Zu den wichtigsten Verbesserungen von Caché zählen:
• Built-in Reporting – Neuartige Zen-Reports machen kostspielige, externe Reporting-Tools endgültig überflüssig. Während Entwickler einfachen Zugriff auf hoch entwickelte Reporting-Funktionalitäten haben, verzeichnen IT-Abteilungen zugleich signifikante Kosteneinsparungen. In großen Unternehmen können diese bis zu mehreren zehntausend oder gar mehreren hunderttausend Euro betragen. Reports lassen sich in den Formaten HTML, PDF und PostScript generieren und im Browser anzeigen oder ausdrucken. Anfragen von Anwendern nach neuen Reports kann so einfach und schnell entsprochen werden.
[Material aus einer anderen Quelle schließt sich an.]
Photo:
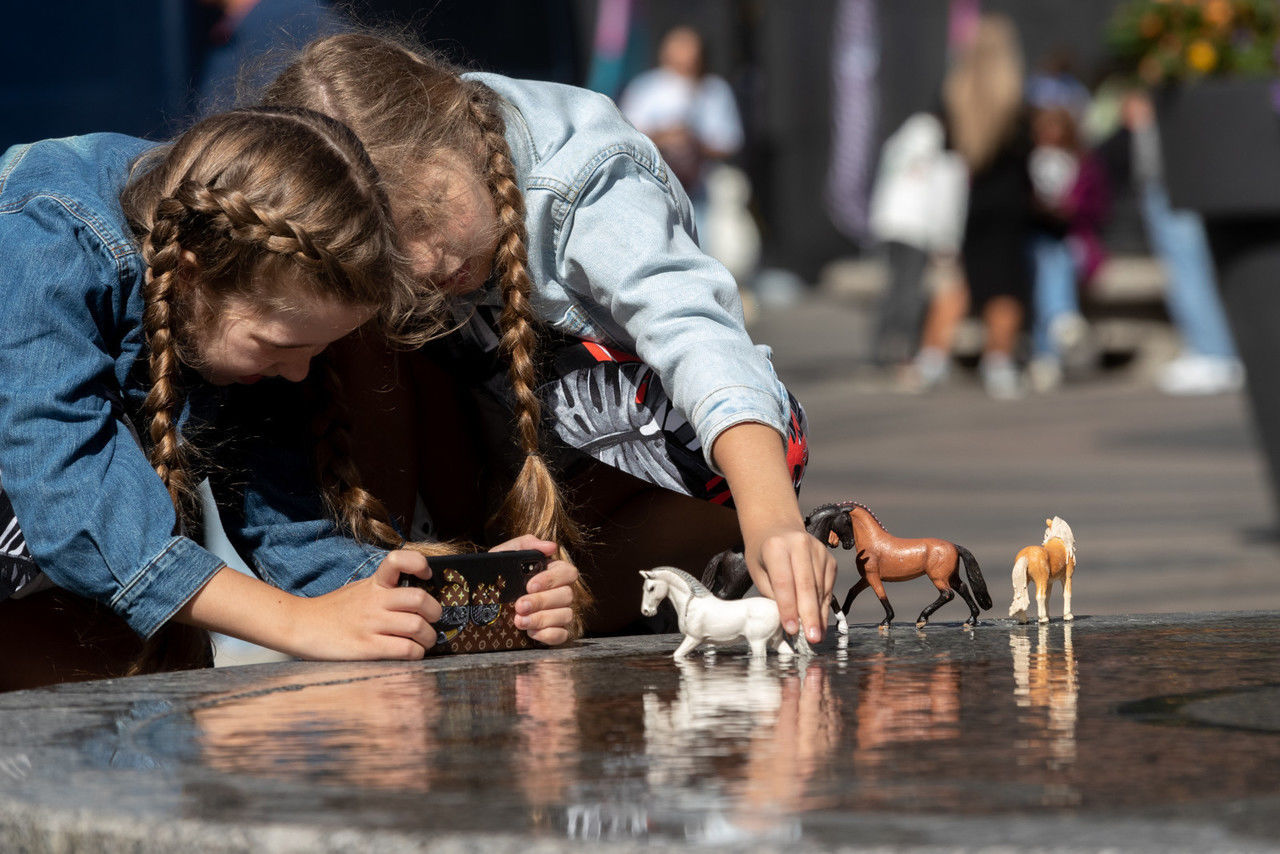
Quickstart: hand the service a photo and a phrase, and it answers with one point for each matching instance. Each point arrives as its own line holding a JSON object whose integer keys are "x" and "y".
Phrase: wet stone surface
{"x": 1134, "y": 733}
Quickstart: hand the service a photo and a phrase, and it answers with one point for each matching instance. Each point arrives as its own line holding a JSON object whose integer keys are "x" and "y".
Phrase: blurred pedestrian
{"x": 988, "y": 126}
{"x": 1208, "y": 362}
{"x": 917, "y": 213}
{"x": 246, "y": 42}
{"x": 689, "y": 113}
{"x": 1072, "y": 204}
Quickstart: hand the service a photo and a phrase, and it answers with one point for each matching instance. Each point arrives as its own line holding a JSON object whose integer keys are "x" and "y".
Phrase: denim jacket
{"x": 615, "y": 257}
{"x": 73, "y": 377}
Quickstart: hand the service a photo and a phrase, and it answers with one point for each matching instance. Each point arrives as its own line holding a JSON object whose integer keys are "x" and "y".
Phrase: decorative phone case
{"x": 478, "y": 594}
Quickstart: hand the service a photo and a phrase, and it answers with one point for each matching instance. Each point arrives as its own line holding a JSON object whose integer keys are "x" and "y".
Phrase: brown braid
{"x": 269, "y": 208}
{"x": 534, "y": 503}
{"x": 412, "y": 110}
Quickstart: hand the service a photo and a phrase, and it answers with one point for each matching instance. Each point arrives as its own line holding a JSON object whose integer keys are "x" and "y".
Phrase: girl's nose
{"x": 296, "y": 368}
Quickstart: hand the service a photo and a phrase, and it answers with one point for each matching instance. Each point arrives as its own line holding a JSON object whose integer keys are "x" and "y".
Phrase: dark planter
{"x": 1221, "y": 147}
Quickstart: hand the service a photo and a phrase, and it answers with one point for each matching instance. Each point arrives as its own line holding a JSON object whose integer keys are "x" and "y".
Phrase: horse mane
{"x": 846, "y": 506}
{"x": 1061, "y": 530}
{"x": 695, "y": 587}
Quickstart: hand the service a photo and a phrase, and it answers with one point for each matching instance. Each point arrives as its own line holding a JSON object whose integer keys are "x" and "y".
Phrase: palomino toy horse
{"x": 883, "y": 557}
{"x": 1054, "y": 561}
{"x": 705, "y": 619}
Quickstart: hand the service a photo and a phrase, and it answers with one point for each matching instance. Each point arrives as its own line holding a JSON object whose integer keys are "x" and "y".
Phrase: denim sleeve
{"x": 96, "y": 516}
{"x": 626, "y": 249}
{"x": 270, "y": 506}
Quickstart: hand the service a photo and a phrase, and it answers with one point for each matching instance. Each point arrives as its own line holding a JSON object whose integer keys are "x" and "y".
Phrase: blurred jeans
{"x": 1055, "y": 295}
{"x": 1191, "y": 292}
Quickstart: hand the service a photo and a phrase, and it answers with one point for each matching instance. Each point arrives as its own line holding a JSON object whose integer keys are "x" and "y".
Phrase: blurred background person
{"x": 242, "y": 39}
{"x": 988, "y": 126}
{"x": 689, "y": 114}
{"x": 917, "y": 214}
{"x": 1072, "y": 205}
{"x": 1208, "y": 362}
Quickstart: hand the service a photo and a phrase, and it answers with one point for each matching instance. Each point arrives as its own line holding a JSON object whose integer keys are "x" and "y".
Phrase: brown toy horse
{"x": 883, "y": 557}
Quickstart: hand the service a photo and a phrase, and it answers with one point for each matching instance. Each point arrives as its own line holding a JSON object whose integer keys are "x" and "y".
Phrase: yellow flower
{"x": 1201, "y": 55}
{"x": 1219, "y": 13}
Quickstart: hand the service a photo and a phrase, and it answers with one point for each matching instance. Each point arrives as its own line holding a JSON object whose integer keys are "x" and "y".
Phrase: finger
{"x": 535, "y": 602}
{"x": 558, "y": 574}
{"x": 551, "y": 636}
{"x": 552, "y": 619}
{"x": 526, "y": 540}
{"x": 807, "y": 598}
{"x": 398, "y": 648}
{"x": 777, "y": 565}
{"x": 398, "y": 562}
{"x": 415, "y": 601}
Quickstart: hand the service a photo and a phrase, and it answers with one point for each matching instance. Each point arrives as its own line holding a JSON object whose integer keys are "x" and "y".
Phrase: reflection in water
{"x": 350, "y": 731}
{"x": 720, "y": 749}
{"x": 548, "y": 734}
{"x": 901, "y": 704}
{"x": 1047, "y": 689}
{"x": 766, "y": 731}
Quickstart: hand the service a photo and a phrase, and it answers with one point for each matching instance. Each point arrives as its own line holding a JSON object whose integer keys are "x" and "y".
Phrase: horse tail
{"x": 974, "y": 574}
{"x": 1020, "y": 599}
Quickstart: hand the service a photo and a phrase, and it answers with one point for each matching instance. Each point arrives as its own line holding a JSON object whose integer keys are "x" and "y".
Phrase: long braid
{"x": 269, "y": 208}
{"x": 163, "y": 255}
{"x": 534, "y": 503}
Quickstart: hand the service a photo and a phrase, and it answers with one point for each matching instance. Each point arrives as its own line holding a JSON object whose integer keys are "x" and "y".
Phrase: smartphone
{"x": 507, "y": 572}
{"x": 476, "y": 593}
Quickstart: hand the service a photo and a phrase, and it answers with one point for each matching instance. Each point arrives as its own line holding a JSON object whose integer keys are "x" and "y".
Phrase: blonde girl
{"x": 570, "y": 256}
{"x": 142, "y": 284}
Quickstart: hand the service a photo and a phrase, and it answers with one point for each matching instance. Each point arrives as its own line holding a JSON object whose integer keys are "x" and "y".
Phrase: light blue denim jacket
{"x": 73, "y": 369}
{"x": 615, "y": 257}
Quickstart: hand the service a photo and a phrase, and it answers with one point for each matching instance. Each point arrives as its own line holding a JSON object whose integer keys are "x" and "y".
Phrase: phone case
{"x": 476, "y": 593}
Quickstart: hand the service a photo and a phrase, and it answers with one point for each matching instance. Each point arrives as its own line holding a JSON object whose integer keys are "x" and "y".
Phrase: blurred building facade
{"x": 127, "y": 65}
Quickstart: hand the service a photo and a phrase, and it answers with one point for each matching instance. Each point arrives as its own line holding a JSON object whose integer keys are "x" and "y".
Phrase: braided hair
{"x": 266, "y": 206}
{"x": 414, "y": 112}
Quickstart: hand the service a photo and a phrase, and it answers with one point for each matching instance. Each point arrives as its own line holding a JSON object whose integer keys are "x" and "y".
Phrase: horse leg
{"x": 841, "y": 621}
{"x": 685, "y": 647}
{"x": 842, "y": 612}
{"x": 958, "y": 585}
{"x": 878, "y": 587}
{"x": 944, "y": 597}
{"x": 1066, "y": 592}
• Web Services Security – Caché bietet jetzt eine breitere Unterstützung des Standards WS-Security 1.1. Dieser wird industrieweit als Basis für die Entwicklung sicherer, verteilter Anwendungen und Web-Services anerkannt. WS-Security 1.1 wird leider in einer Vielzahl von Dokumenten detailliert beschrieben, was oftmals lange Vorarbeiten verlangt, bevor mit der eigentlichen Programmierung begonnen werden kann. InterSystems Einbindung von WS-Security 1.1 in Caché ermöglicht einen äußerst pragmatischen Ansatz, um sichere Web-Services zu erstellen. Das Ergebnis: kritische Security Features wie digitale Signaturen, die Verschlüsselung von Keys, das Ausstellen von X.509-Zertifikaten und Assertion Tokens für Security Assertion Markup Language (SAML) lassen sich bei der Entwicklung einfach und schnell implementieren.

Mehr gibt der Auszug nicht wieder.